The acoustic, not delimiting anything, has not so much individualized the ears as it has devoted them to grouping. This is called: pulling by the ears. National anthems, municipal fanfares, religious hymns, familial songs identify groups, unite natives, subjugate subjects.
The obedient.
Undelimitable and invisible, music appears to be the voice of everyone. There is perhaps no music that does not group together, because there is no music that does not at once mobilize breath and blood. Soul (pulmonary animation) and heart. Why do the moderns listen more and more to music in concert, in larger and larger halls, despite very recent possibilities of private diffusion and reception?
Even the most refined, resolutely solitary, Chinese music demonstrates in its most radical legends the idea of the group: at the very least the meeting of two steadfast friends. A couple.

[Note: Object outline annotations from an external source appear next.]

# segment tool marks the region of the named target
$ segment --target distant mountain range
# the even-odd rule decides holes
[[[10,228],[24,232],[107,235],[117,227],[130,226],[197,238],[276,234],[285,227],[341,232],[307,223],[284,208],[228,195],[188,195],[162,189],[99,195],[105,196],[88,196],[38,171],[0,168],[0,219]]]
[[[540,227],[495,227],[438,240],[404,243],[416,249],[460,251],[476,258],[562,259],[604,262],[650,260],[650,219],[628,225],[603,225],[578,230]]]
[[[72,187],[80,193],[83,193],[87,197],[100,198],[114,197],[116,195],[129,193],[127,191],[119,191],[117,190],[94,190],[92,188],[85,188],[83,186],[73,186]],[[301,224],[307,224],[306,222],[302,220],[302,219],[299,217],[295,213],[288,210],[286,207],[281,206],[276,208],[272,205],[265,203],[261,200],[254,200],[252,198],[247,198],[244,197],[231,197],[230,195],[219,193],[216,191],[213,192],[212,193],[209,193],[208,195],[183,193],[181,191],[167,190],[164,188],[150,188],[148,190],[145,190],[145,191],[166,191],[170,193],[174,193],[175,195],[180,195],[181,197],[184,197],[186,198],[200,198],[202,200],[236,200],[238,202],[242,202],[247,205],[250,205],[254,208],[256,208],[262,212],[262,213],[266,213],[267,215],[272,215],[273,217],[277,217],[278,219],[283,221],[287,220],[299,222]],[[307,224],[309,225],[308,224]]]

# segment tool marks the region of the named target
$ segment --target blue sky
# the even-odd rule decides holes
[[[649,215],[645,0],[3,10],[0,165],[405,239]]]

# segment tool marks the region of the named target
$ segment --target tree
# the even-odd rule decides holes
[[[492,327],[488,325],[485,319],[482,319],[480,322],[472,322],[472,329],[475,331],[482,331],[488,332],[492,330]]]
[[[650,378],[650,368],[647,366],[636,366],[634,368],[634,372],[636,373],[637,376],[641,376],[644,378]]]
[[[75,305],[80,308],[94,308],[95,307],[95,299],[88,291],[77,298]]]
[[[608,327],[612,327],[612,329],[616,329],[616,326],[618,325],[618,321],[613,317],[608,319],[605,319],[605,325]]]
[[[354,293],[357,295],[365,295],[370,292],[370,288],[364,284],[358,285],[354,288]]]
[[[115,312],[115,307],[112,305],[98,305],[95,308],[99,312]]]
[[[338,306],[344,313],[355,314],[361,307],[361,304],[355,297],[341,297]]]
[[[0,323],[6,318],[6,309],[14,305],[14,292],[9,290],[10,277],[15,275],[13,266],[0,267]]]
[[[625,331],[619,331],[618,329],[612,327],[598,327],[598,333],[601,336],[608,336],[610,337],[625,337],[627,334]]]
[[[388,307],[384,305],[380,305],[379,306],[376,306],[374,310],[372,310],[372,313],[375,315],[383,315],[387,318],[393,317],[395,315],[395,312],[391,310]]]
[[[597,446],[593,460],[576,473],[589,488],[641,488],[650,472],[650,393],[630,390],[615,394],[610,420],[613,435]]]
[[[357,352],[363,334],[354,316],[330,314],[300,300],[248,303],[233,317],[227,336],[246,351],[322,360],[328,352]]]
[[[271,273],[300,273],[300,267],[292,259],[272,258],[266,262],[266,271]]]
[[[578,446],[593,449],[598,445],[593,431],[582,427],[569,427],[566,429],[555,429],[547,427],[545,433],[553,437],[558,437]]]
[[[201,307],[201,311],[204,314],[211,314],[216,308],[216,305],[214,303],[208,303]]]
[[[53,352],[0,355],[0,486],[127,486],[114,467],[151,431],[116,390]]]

This tale appears in the Lüshi Chunqiu: the scholar Yu Boya was a prodigious qin player, but it so happened that only a poor lumberjack, Zhong Ziqi, was able to understand the sentiments that his compositions and his playing expressed.
He would come join him in the forest. The lumberjack would orient himself by the sound of his friend’s cithara among the branches and the shadows.

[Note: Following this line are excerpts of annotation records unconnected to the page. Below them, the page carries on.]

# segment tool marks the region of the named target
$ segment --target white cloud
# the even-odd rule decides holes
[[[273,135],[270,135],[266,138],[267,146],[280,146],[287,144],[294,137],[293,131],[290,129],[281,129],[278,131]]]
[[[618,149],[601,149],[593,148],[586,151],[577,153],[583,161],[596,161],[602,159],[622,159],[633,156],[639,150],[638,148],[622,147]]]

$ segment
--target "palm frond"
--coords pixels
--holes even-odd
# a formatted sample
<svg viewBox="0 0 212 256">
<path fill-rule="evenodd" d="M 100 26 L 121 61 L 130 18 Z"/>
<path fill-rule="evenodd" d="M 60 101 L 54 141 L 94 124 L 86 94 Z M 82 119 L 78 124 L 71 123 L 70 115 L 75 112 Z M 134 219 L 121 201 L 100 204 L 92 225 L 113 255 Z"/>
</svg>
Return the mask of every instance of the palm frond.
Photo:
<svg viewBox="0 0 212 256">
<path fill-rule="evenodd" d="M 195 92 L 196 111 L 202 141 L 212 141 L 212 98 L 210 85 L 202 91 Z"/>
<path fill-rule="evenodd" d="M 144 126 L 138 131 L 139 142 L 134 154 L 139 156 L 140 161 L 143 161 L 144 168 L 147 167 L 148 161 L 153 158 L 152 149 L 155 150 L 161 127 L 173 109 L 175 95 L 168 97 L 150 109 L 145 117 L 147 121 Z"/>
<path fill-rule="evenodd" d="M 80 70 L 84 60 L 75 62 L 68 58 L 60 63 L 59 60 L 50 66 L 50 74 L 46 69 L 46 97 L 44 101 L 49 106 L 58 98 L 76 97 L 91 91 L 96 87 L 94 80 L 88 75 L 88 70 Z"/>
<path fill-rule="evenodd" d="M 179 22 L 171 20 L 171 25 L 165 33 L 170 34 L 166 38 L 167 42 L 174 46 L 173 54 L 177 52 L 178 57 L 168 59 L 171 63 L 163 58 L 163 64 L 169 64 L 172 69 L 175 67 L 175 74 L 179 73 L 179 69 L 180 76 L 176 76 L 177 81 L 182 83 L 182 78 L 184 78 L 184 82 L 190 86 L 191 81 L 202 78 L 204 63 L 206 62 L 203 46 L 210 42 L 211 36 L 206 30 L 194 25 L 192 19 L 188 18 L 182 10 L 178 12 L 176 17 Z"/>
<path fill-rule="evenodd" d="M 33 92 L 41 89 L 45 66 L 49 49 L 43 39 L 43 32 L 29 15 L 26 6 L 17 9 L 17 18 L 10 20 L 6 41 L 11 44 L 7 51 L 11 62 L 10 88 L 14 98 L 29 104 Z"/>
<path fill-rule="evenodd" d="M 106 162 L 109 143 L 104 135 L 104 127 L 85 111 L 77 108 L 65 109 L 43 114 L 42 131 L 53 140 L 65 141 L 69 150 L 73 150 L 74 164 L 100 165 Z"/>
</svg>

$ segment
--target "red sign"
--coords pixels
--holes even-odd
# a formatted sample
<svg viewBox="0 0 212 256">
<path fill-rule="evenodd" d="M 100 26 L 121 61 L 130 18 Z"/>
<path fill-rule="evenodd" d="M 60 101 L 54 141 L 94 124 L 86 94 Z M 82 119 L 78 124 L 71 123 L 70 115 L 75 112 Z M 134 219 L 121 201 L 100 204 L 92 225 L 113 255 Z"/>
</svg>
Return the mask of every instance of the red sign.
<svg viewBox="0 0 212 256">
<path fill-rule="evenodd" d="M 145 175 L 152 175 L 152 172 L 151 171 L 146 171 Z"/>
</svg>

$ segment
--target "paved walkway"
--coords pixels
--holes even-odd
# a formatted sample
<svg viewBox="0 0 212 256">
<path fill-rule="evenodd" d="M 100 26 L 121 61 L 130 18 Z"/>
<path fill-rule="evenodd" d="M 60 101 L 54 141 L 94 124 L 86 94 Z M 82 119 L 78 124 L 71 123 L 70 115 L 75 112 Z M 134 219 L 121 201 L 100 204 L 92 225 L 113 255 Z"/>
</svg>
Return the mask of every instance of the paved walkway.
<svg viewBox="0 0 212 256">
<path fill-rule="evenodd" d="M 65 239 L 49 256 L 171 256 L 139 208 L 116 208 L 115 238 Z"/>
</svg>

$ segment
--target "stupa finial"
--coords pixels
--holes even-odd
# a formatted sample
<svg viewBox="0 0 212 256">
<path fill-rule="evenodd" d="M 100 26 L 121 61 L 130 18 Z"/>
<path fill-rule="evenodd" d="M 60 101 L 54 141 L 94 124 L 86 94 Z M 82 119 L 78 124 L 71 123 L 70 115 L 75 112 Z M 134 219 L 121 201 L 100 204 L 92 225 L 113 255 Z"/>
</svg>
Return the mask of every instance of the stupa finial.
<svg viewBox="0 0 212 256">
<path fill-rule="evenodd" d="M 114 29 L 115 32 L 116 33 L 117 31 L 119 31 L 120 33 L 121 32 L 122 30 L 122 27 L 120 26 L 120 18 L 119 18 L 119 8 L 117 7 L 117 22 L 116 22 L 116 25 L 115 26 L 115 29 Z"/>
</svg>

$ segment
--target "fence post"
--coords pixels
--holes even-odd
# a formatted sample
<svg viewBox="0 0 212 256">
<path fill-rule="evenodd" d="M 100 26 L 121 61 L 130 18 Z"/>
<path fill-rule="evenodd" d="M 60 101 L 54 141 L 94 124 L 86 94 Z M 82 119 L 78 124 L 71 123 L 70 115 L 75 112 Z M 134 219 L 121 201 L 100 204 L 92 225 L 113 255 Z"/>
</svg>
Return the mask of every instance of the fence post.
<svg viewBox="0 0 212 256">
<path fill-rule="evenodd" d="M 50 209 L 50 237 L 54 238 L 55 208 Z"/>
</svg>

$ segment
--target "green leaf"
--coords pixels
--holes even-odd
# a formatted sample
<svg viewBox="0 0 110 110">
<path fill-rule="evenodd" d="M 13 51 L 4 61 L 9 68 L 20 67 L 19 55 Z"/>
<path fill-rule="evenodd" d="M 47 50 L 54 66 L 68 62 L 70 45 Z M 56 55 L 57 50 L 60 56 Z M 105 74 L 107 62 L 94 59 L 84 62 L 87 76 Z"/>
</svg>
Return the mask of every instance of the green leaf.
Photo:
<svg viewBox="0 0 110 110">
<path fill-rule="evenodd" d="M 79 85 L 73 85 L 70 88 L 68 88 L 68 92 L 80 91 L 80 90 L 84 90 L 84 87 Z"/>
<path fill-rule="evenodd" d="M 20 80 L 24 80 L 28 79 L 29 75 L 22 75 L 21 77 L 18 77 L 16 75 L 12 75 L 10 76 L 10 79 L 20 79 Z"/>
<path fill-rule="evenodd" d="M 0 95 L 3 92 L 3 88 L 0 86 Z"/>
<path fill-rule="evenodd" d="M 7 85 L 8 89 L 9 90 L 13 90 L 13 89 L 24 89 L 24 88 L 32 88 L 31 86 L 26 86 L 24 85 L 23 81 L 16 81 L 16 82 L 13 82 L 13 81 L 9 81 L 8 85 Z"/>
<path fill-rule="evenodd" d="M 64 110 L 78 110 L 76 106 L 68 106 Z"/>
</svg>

When Zhong Ziqi died, Yu Boya broke his qin because there were no longer ears for its song.
In Cao Xueqin’s Dream of the Red Chamber, Sister Lin confesses to Brother Jade that she once learned to play the horizontal cithara. Alas, she quit. The saying goes: “Three days without touching the strings, your fingers turn into brambles.” She then explains to Brother Jade the profound nature of music. The music teacher Kuang, when playing the seven-stringed horizontal cithara, stirred up wind and thunder and conjured up dragons and sixteen black cranes who each were two thousand years old. But the purposes of music can be reduced to a single one: attracting the other. Yu Boya attracting Zhong Ziqi in the forest. Music, in order to hail the other, sets up taboos: “The name of the seven-stringed horizontal cithara (qin) is pronounced like one of the words that commonly designate taboos. According to the institutions of the Ancients, the instrument was originally used to maintain the energetic essence of life.” In order to play this instrument, it was important to choose either an isolated room on an elevated terrace or on the upper floor of a tall pavilion, or a secluded place in a forest, at the summit of a mountain or on the shore of a vast body of water. All music had to be played at night. One had to know how to take advantage of a nocturnal hour when heaven and earth were in perfect harmony, the wind pure, the moon bright, to sit down with legs crossed, a heart free of all oppression, a slow and steady pulse. This is why the ancient Chinese acknowledged that it was very rare to come across a being who really understood the strains of its music. For lack of initiated listeners, they said it was better to give into the pleasure of music only in the presence of forest monkeys and old storks. One had to do one’s hair in a secret fashion and dress according to the rules so as not to prove unworthy of the ancient instrument.